Les lecteurs de Mediapart pourront y retrouver les vœux de bonne année 2012 de Moncef Marzouki, président de la République tunisienne, recueillis par Sophie Dufau et Edwy Plenel. J’en retiens cette phrase qui résonne particulièrement après les meurtres de Toulouse et de Montauban : « Ce que j’aimerais souhaiter au peuple français pour 2012 ? Que cette année ne soit pas trop dure pour lui au plan économique et social, je sais que vous avez aussi vos ennuis, que les élections se passent bien et que, mon dieu, certains politiciens n’utilisent pas trop la carte de l’islamophobie car ce serait vraiment un choix qui n’aurait aucune valeur. La France n’est grande que dans la mesure où elle reste le pays d’accueil, le pays de refuge, le pays de la tolérance, le pays de la diversité culturelle et je souhaite effectivement que ces élections se passent au mieux sans que nos concitoyens ou les étrangers en fassent les frais, surtout qu’aujourd’hui de l’autre côté de la Méditerranée les peuples arabes se réveillent à la dignité. »

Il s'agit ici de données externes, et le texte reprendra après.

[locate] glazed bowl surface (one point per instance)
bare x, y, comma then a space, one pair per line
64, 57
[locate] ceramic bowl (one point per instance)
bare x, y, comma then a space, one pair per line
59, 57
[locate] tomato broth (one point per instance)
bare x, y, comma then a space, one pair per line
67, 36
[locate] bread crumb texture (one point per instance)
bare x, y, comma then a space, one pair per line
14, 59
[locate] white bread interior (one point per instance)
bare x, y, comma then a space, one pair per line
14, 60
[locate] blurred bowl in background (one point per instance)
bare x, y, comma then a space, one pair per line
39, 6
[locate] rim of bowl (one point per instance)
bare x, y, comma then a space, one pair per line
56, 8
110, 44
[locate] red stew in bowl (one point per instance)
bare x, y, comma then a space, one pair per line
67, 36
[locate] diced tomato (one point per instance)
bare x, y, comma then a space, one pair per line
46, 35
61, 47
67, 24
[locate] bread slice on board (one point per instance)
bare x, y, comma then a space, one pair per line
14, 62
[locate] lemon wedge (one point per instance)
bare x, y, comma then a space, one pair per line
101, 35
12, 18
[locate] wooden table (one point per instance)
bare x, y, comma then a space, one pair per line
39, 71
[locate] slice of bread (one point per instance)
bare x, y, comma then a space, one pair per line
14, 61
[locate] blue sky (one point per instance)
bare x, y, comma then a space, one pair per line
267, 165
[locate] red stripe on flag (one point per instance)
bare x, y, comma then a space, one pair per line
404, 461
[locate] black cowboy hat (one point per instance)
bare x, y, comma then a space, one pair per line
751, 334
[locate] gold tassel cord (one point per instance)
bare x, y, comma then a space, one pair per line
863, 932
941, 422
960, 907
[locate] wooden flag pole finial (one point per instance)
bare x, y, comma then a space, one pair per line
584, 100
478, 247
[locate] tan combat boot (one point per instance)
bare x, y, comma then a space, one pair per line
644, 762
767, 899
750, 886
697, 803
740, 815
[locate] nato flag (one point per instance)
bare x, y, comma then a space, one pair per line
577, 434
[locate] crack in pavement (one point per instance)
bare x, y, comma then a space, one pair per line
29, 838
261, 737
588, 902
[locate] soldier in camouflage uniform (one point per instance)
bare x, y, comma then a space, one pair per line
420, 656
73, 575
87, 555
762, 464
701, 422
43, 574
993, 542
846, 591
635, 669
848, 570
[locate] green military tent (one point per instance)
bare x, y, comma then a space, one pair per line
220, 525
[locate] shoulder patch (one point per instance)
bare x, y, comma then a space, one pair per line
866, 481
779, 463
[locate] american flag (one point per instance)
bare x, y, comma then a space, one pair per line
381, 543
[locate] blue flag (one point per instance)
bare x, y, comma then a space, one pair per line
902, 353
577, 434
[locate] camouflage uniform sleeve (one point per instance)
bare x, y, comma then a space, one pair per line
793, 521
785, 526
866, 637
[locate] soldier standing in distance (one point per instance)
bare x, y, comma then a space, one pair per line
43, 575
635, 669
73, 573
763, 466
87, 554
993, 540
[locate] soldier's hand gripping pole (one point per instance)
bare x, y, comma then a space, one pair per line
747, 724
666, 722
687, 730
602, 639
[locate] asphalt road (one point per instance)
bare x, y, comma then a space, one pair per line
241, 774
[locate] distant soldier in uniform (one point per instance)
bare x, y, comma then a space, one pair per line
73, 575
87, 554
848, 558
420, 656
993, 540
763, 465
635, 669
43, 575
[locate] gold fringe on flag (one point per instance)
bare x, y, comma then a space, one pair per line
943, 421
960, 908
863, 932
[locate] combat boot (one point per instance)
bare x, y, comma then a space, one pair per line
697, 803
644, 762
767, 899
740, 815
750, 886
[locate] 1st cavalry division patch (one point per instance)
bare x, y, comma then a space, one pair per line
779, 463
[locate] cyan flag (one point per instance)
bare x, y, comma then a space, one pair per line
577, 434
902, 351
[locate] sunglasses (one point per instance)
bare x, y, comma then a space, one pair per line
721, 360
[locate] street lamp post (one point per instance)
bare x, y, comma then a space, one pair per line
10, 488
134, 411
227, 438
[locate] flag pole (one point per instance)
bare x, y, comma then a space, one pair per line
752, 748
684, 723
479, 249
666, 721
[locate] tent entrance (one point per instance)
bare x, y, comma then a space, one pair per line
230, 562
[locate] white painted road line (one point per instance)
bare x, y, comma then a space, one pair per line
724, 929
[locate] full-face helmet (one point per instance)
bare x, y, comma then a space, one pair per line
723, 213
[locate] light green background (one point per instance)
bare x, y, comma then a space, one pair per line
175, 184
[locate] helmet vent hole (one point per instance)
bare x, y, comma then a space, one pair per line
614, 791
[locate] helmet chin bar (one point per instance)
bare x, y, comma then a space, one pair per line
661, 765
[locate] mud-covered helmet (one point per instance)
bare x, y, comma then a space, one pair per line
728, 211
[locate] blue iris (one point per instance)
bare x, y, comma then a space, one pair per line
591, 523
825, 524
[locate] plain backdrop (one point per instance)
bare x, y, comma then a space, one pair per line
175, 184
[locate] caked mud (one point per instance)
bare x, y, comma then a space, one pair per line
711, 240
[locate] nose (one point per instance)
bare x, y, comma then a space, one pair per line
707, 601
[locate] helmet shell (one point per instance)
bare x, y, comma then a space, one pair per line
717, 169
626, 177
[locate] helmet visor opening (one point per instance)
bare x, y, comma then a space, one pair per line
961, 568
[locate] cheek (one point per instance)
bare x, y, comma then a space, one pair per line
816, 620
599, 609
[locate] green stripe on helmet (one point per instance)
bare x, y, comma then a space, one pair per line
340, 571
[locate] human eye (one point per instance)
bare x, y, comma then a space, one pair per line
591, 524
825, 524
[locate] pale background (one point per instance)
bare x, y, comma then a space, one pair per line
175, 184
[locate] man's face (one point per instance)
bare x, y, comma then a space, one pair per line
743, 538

Devant le panneau des femmes, le lendemain matin du vernissage, j’ai vu la première visiteuse, une femme, une mère certainement, se mettre à pleurer. « Excusez-moi » me dit-elle en sortant de sa manche un mouchoir brodé « C’est de voir tout ça… Et d’être ici… J’aimerais tant être là-bas… » Elle ne pouvait m’en dire plus. Je l’ai laissé à son émotion, connaissant un peu les divers déchirements qui peuvent traverser les maghrébins vivant en France. D’ailleurs était-elle arabe, berbère, européenne, musulmane, juive ou chrétienne, je ne peux dire, n’ayant pas comme nos ministres ces à priori de faciès si souvent trompeurs.
«Une onde de choc sans précédent depuis l’effondrement de l’Empire Ottoman» Jean-Pierre Perrin
« Le 17 décembre 2010, à Sidi Bouzid en Tunisie, l’immolation par le feu de Mohamed Bouazizi, jeune diplômé et chômeur, concourt au déclenchement de la révolution tunisienne. Il s’ensuit une vague de révoltes qui va parcourir le monde arabe jusqu’à certains Etats du Golfe. » a rappelé Michel Vauzelle dans son discours inaugural « Très rapidement, les manifestations, essentiellement non violentes, gagnent les pays voisins, l’Égypte et la Libye.
Les peuples se soulèvent contre des régimes dictatoriaux et la corruption de leurs dirigeants. Ces révoltes prennent de court non seulement les régimes de ces pays, mais aussi les chancelleries occidentales généralement assurées de la solidité des gouvernements en place. Ces révoltes soudaines étaient pourtant nourries d’un long mécontentement, de frustrations, d’une aspiration trop longtemps comprimée à la liberté. La chute rapide des présidents tunisien et égyptien, considérés comme des remparts contre l’islamisme radical, a pris au dépourvu nombre de capitales qui ont tardé à réagir. »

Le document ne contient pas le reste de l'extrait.